By 1430, Iberian expansion in the Atlantic was well under way with efforts to colonize Madeira, the Canary Islands, and the Azores. Over the following half century, Portuguese seafarers gradually explored southwards along Africa’s western coast, rounding the Cape of Good Hope in 1488. In western Africa, Spanish ships arrived soon after the Portuguese, leading to competition between the Iberian powers until formal negotiations at the close of the fifteenth century prohibited Spanish exploration and commerce south of the Sahara.

Following their “discovery” of African populations willing to trade valuable commodities such as gold, ivory, wax, peppers, and grain—and slaves—the Portuguese established trading factories (feitorias) at strategic locations.
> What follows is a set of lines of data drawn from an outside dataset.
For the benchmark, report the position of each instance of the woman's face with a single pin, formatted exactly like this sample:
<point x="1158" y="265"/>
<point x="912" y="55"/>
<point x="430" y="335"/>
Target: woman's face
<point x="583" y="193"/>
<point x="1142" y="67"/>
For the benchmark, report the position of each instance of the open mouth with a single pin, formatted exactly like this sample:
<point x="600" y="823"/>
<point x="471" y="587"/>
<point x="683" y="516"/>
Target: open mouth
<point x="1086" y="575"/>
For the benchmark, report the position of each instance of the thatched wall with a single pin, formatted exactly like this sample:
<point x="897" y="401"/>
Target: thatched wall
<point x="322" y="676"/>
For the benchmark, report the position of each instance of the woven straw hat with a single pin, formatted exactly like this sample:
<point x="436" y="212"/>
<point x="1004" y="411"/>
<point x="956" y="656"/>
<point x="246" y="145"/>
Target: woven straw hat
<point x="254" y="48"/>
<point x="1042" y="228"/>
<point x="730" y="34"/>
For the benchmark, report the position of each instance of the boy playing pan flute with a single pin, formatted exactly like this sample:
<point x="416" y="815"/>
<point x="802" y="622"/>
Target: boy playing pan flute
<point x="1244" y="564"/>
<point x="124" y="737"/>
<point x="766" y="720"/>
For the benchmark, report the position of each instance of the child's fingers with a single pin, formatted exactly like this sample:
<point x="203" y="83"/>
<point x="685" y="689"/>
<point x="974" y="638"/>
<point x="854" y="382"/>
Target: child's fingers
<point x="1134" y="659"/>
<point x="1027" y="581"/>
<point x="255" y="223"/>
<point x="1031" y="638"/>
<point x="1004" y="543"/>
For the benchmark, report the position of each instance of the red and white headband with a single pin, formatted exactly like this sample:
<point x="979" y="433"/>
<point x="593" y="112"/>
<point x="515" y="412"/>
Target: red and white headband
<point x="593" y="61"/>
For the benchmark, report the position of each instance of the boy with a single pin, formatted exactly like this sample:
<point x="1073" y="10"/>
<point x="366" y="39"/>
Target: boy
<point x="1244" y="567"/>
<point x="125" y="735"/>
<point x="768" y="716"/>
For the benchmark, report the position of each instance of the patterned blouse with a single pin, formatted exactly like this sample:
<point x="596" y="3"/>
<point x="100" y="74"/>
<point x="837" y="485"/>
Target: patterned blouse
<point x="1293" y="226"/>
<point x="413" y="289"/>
Some of these outposts were eventually fortified, but unless they had been built on an uninhabited island, their maintenance depended heavily on the goodwill and tolerance of neighboring African societies. Thus while Portuguese activities in some regions were mainly limited to missions of diplomacy and evangelization, major trading factories and bulking centers were established in Arguin, the Cape Verde Islands, Elmina, and São Tomé. Fueled by commerce with multiple polities on the African mainland, and the local production of commodities such as textiles, sugar, and cotton, several of these outposts rapidly became Portuguese colonies peopled by Iberians and increasingly, mixed-race Luso-Africans.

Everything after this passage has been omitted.